Он пошел за стульчиком, а покуда шел, все думал — это было по его спине видно, что думает, — рассказывать или не рассказывать. Решил рассказать.
И правильно решил. Бывают такие, что замыкаются, отводят взгляд, вздрагивают от моего голоса. Им тяжело душу очищать, слишком весь сор прикипел, прирос, дернешь где неосторожно — с кровью начнет отходить. А когда с кровью — больно, не все выдерживают. Так и уходят, словно с тяжелой ношей, согнувшись в три погибели, тоскливо глядя прямо перед собой. Жаль их, но ничего не поделаешь.

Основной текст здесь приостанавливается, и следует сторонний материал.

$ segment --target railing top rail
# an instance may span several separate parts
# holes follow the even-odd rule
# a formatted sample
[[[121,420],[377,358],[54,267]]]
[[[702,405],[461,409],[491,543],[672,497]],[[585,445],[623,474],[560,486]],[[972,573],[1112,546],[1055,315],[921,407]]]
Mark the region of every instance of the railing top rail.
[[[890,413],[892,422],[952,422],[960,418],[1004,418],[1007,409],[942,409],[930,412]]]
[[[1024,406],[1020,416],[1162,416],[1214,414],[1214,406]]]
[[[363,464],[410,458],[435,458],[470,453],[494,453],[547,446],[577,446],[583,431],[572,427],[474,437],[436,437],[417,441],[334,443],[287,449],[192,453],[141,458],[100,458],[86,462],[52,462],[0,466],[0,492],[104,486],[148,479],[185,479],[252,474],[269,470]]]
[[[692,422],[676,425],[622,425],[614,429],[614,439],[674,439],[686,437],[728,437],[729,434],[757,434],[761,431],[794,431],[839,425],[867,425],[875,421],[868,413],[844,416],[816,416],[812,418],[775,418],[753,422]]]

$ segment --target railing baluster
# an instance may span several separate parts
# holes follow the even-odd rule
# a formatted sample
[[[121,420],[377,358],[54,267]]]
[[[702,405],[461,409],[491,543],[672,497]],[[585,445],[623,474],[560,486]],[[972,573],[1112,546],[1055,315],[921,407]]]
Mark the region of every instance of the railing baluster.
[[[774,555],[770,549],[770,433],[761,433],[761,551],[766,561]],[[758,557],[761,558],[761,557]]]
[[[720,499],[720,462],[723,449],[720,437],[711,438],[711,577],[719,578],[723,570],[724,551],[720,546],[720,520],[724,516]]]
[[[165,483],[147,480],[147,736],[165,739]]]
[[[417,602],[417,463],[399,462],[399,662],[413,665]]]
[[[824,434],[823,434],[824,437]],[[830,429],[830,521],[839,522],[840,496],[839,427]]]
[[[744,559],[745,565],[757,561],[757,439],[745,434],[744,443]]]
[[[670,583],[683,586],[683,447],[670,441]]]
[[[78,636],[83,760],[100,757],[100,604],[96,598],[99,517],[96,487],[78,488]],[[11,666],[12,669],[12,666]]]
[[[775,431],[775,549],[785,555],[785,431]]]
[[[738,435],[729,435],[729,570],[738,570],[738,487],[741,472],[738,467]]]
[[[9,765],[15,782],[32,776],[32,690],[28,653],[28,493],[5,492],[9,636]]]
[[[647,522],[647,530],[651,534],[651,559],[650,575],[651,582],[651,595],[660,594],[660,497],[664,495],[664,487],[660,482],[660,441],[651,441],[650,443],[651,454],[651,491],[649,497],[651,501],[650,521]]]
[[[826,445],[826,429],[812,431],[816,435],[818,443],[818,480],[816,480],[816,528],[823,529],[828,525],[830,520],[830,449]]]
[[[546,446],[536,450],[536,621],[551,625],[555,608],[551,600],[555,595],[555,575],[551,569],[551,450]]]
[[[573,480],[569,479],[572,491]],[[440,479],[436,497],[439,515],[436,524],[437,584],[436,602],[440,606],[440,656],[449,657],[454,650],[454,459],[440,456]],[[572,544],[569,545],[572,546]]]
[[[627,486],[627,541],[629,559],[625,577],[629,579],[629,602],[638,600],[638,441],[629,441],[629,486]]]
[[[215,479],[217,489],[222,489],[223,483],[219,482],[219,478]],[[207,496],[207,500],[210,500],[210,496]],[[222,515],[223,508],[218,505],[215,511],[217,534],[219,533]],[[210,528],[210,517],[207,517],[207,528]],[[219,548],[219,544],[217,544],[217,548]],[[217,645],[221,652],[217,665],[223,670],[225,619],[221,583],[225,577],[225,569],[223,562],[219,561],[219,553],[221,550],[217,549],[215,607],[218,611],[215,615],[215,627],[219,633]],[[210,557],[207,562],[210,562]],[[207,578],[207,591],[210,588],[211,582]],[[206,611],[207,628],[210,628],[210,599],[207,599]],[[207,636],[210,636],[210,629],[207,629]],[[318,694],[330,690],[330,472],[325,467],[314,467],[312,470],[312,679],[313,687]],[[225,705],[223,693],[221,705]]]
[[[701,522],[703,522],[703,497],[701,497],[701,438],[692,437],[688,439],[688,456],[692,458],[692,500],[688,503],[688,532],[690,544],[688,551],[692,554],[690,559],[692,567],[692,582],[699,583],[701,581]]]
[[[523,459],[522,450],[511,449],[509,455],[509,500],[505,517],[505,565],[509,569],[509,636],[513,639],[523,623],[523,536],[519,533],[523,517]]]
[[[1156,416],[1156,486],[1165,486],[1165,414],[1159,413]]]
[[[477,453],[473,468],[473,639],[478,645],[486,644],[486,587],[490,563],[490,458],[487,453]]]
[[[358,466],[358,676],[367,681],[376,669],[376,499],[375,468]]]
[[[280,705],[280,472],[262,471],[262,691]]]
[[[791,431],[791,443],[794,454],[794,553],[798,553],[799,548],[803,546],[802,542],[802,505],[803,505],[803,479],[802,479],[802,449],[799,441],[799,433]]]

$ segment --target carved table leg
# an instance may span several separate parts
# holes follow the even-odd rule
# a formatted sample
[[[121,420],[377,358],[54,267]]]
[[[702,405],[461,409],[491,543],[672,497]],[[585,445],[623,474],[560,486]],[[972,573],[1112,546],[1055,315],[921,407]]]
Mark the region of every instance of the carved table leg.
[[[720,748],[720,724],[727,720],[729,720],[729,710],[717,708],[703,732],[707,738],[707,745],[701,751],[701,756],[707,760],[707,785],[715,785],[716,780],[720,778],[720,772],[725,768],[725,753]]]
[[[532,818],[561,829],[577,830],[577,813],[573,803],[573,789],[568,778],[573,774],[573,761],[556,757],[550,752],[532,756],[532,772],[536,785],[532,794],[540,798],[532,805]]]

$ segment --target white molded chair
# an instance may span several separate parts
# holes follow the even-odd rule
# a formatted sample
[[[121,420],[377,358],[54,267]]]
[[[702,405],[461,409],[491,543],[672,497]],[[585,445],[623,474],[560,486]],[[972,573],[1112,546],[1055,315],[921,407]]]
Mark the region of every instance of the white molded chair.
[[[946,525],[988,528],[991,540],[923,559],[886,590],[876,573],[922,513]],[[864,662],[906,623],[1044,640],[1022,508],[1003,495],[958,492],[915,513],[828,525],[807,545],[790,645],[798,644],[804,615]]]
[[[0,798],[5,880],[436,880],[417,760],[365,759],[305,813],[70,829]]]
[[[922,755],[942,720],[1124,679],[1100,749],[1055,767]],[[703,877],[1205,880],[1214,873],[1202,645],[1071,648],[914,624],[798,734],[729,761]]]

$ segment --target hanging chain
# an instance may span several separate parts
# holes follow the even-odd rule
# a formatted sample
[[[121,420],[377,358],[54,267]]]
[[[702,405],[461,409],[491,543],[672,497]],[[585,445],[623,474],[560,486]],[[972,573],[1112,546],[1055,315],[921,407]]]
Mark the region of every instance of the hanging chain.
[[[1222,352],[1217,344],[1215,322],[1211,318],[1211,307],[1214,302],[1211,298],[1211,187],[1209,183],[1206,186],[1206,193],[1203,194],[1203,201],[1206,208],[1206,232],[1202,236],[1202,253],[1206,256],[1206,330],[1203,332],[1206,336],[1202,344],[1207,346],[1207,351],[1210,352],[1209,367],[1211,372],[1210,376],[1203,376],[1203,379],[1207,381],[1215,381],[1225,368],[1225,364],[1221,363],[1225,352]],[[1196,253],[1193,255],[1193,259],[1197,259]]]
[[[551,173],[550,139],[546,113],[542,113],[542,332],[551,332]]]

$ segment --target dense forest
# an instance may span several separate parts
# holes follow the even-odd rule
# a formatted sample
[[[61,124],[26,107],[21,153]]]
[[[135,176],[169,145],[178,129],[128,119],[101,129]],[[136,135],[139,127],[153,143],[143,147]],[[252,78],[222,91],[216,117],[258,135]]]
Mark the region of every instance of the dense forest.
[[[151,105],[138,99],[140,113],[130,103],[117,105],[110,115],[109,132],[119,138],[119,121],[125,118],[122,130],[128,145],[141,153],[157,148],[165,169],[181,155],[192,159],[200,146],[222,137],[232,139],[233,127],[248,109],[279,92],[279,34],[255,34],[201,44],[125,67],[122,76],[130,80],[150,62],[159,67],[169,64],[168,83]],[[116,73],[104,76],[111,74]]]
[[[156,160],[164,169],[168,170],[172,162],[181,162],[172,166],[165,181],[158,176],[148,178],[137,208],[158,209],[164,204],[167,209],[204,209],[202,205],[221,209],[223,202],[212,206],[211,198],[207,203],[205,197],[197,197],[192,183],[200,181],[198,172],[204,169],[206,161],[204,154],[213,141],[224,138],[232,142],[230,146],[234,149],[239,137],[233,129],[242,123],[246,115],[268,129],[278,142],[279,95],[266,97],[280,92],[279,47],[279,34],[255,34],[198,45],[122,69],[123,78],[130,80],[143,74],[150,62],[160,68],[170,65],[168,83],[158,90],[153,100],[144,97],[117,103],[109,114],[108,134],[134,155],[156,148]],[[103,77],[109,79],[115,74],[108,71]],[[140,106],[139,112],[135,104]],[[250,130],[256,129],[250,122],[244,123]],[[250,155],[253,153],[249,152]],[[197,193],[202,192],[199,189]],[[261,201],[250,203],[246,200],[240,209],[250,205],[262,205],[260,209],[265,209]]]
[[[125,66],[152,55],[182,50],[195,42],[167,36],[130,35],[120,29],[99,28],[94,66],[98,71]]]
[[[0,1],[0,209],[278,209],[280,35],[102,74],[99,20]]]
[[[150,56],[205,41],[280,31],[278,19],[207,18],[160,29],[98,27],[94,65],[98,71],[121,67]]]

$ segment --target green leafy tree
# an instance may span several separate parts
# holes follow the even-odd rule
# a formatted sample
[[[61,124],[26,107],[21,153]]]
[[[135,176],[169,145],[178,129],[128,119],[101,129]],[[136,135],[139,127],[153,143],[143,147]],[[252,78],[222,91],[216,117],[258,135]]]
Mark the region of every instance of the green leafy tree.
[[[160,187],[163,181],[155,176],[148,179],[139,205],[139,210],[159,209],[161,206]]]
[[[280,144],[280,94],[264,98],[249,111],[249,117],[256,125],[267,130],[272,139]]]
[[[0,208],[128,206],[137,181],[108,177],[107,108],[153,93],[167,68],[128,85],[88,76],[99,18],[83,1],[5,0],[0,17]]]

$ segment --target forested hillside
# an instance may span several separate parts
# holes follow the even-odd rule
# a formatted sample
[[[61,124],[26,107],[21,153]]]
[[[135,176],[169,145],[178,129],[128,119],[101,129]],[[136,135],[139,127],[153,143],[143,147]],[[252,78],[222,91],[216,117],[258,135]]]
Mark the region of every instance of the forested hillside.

— Я, отец, сам не знаю, откуда иду и куда пришел, — признался мой нынешний гость, усаживаясь рядом со мной. — Понимаешь, сначала я вроде бы умирал. Прихватило сердце, положили меня в больницу, все ходят вокруг улыбчивые… но глаза-то не заставишь улыбаться. Вот по глазам их я и понял, что все, отжил я свое на этом свете. И вдруг — просыпаюсь в пустыне, вокруг души живой нету, только песок этот чертов… везде песок. Даже скорпионов, даже змей нету — только один песок и больше ничего. Я решил было, что брежу или того хуже — помер, но только через день жажда и голод убедили меня в обратном. А вокруг — никовошеньки. Так и шел по пескам, пока на твою избушку не наткнулся.
— Это, — сказал я ему, пыхкая трубочкой, — это я и сам знаю, а о чем не знаю, о том догадываюсь с большой степенью вероятности. Ты мне не про то расскажи.
— А про что? — спросил он немного испуганно.
— Про жизнь свою, — невозмутимо ответил я. — Про себя. Кто ты такой?
Он вздохнул — тяжело, обреченно — и стал говорить. Ох, и наговорил же он: на ночь такое лучше не слушать. Но я уже привык, поэтому слушал. И не просто как-нибудь там, вполуха, а серьезно слушал, вдумчиво, запоминая каждое слово. Словно он мне все это передавал, опись своей жизни делал, а я ее, эту опись, принимал и сверял — все ли так, все ли на месте.